BEIRUT: With more than a hundred supporters cheering him on from the shore, paraplegic Michael Haddad successfully climbed and rappelled down Pigeon Rock Sunday morning to raise awareness about pollution and overdevelopment along Lebanon’s coastline.
Haddad, who was paralyzed from the chest down at the age of 6 in a tragic jet ski accident, was able to hoist himself up the face of Pigeon Rock with several members of the Lebanese Army spotting him.
The exigency of event, which coincided with World Oceans Day, was highlighted by clusters of trash pooling in the alcove beneath Pigeon rock, and a black plastic bag which, lofted skyward by the sea breeze, momentarily distracted onlookers and fellow environmentalists who watched Haddad’s progress from the corniche.
“It was Michael’s idea to climb the rock, because he wanted to defy his disability,” said Iffat Edris Chatila, president of Operation Big Blue Association, which hosted the event.
MP Ghassan Moukheiber lauded Haddad’s effort, saying the event shed light on two important causes.

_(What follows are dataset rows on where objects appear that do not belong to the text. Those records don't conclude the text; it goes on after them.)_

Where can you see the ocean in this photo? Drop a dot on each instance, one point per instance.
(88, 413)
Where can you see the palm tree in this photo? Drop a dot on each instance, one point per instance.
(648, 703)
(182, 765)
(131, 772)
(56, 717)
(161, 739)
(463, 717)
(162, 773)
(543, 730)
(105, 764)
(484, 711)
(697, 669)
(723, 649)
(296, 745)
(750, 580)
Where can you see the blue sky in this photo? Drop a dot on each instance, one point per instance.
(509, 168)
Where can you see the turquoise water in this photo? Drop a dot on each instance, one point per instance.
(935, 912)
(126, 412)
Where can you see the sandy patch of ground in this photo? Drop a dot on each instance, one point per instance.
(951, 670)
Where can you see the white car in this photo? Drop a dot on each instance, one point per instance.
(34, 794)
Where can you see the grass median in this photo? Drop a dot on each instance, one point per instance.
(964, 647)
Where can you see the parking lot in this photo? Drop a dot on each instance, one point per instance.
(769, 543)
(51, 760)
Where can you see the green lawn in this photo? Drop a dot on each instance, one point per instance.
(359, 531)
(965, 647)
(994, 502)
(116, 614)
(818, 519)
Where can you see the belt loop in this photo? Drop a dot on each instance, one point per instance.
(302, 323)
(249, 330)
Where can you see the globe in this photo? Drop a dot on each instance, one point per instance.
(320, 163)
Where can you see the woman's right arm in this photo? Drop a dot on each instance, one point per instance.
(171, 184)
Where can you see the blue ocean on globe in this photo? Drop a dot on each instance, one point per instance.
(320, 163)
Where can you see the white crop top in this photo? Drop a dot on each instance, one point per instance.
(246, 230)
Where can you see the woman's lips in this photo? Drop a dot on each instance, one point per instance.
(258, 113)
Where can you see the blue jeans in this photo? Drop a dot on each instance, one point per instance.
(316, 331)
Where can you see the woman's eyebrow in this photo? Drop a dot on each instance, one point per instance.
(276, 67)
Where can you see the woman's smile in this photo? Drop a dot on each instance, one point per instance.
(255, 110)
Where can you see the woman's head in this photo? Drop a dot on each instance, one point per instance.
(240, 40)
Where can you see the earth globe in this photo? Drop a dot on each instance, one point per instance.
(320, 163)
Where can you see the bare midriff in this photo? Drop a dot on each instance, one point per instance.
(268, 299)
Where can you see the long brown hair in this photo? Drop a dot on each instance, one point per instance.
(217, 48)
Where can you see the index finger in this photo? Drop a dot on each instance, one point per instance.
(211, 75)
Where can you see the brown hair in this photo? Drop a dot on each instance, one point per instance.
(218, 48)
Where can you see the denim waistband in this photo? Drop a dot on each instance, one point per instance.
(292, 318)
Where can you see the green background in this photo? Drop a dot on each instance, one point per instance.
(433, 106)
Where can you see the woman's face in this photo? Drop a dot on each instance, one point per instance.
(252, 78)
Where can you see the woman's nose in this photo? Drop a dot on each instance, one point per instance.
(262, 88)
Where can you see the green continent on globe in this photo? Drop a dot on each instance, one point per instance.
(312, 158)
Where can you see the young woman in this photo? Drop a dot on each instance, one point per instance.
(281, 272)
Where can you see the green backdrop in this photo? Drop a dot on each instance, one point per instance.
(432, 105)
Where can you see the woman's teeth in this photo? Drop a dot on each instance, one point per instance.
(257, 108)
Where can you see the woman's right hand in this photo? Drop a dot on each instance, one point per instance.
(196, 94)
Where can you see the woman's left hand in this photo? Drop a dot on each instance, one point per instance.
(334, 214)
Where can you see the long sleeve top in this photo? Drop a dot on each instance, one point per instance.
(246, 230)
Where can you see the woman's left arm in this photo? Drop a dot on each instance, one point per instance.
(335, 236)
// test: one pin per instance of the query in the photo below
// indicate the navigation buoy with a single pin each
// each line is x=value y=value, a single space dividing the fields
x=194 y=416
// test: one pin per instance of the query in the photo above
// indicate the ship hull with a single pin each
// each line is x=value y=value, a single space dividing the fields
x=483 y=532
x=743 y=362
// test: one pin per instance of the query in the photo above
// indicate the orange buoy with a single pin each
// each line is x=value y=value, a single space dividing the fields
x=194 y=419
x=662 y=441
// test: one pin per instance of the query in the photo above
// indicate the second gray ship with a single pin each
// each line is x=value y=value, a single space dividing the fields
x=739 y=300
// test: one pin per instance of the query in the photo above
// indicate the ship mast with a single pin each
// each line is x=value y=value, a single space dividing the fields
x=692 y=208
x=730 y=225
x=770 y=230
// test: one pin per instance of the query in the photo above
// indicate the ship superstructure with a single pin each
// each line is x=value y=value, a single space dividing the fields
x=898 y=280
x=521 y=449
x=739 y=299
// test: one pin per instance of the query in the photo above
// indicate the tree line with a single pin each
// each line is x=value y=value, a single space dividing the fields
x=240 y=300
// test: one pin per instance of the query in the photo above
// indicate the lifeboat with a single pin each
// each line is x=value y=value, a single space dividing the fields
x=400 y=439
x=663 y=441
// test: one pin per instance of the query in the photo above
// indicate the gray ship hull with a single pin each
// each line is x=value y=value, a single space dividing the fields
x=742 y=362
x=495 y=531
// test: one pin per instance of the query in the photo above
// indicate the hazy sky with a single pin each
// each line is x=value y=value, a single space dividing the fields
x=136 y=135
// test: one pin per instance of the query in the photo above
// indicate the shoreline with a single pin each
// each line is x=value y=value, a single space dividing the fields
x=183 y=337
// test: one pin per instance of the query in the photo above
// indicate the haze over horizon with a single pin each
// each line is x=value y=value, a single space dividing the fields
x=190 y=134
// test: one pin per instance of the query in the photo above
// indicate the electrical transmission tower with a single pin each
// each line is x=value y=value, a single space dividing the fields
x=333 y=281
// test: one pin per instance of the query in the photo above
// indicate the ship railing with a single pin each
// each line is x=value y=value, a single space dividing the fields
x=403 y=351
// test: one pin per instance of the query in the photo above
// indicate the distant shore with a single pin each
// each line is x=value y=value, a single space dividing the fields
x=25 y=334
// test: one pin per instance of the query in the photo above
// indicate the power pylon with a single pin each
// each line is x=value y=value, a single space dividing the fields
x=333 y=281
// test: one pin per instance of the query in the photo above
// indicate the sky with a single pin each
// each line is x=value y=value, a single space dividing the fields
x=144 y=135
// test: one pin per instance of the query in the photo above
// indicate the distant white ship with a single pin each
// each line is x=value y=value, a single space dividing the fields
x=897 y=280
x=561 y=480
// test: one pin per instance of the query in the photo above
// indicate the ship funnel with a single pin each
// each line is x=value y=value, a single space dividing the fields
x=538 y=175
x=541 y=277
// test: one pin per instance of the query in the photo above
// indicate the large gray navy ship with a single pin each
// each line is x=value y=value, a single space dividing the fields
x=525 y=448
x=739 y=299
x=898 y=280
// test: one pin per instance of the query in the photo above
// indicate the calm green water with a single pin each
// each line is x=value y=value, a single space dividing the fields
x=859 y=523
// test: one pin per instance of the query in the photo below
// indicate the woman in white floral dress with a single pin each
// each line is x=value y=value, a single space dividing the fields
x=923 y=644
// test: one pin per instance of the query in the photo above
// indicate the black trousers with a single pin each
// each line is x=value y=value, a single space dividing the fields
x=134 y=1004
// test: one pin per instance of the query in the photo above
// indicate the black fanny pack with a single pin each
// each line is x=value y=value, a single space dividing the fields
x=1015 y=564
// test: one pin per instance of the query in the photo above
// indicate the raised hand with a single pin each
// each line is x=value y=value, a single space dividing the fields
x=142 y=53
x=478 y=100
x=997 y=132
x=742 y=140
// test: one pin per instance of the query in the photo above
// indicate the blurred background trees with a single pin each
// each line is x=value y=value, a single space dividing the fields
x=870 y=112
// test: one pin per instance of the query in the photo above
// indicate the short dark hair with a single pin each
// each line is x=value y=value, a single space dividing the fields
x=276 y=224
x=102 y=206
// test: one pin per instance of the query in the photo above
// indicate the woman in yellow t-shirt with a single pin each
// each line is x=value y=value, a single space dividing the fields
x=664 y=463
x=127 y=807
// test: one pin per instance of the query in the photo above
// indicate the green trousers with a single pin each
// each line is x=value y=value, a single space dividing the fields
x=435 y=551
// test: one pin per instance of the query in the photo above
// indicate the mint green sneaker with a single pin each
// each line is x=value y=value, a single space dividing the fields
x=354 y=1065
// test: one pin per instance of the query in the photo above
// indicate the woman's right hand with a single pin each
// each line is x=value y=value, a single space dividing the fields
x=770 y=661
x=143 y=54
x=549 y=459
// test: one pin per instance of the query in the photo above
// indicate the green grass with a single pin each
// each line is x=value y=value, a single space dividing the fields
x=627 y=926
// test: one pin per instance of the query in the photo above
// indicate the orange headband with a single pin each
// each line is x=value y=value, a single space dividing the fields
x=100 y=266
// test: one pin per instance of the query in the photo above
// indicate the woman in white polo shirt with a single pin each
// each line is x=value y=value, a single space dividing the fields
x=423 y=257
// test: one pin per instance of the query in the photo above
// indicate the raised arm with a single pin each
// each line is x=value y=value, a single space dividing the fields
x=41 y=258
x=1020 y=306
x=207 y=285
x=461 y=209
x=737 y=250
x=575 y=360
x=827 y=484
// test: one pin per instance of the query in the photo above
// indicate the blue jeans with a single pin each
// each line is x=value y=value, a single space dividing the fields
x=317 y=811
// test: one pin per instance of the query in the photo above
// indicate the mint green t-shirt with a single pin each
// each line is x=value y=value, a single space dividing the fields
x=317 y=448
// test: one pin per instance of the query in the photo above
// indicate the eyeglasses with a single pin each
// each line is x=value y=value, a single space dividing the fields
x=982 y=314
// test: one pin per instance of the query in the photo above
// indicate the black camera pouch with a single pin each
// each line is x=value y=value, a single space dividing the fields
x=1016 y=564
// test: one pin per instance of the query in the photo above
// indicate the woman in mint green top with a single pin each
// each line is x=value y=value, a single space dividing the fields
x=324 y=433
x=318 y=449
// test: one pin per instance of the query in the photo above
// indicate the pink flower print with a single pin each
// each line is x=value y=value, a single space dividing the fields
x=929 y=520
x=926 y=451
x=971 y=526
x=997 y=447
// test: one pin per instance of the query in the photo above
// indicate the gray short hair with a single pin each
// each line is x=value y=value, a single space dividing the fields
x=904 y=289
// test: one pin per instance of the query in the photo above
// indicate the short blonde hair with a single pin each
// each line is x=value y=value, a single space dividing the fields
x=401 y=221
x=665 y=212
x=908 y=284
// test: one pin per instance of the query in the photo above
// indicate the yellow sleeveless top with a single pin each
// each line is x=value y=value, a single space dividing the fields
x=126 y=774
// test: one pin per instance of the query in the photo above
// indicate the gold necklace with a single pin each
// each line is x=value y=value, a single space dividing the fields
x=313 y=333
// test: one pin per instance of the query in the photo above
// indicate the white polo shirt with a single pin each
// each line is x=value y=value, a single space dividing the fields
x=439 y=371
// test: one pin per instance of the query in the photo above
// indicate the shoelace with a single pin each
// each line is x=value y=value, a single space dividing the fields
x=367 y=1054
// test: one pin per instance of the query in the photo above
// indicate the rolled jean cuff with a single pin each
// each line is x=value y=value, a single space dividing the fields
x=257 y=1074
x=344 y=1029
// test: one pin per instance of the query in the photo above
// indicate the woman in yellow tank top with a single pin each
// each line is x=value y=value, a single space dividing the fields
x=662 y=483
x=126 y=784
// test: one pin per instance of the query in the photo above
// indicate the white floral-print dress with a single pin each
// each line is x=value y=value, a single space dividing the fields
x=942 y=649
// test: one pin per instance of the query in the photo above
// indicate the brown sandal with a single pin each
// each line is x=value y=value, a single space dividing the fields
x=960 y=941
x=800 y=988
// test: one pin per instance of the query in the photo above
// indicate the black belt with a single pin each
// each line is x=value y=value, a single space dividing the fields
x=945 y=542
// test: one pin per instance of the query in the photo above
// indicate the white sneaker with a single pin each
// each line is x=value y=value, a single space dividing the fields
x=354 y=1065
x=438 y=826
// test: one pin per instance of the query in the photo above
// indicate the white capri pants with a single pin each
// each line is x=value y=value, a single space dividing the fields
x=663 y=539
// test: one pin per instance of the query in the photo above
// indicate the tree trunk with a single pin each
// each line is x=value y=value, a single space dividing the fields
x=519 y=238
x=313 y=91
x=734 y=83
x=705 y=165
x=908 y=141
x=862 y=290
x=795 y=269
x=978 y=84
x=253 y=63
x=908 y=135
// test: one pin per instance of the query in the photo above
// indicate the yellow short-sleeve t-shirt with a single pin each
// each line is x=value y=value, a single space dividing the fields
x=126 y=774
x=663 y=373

“The first is he is exemplifying, symbolically, what he [Haddad] has turned into a motto. ‘Turn your handicap into a strength to overcome all hurdles.’ In Lebanon handicapped people have so many hurdles, legal hurdles, physical,” Moukheiber lamented.
“This [event] draws the attention of all politicians, and municipal and central authorities to care for the rights of the handicapped and to empower handicapped people,” Moukheiber told The Daily Star.
“The second is ecological. It’s the day of the sea, and [the event] also draws attention to the plight of the Lebanese shores. They are polluted, and they are attacked with concrete and development,” he said.
Moreover, Haddad’s climb showed the Army’s commitment to environmental causes, said Chatila of Operation Big Blue Association.
While the Army has been partners with Operation Big Blue Association for years, Haddad’s project required particular resolve, she said.
“They [the Army] trained Michael to go up the rock, and they encouraged him. It took a lot of time and a lot of effort,” she said.
“They accepted to take this challenge. Even sponsors didn’t accept because ... In case anything happened, it’s a lot of responsibility.”
To fete the occasion, a military helicopter circled above Pigeon Rock several times in a salute to Haddad, while two motorized paragliders brandished the flags of Lebanon and the Lebanese Armed Forces.
This is not the first time Haddad has pushed his physical abilities to the limit for environmental causes. Last year, he walked 19 kilometers through the Cedar Forest in the north to raise awareness about the need to maintain Lebanese ecosystems.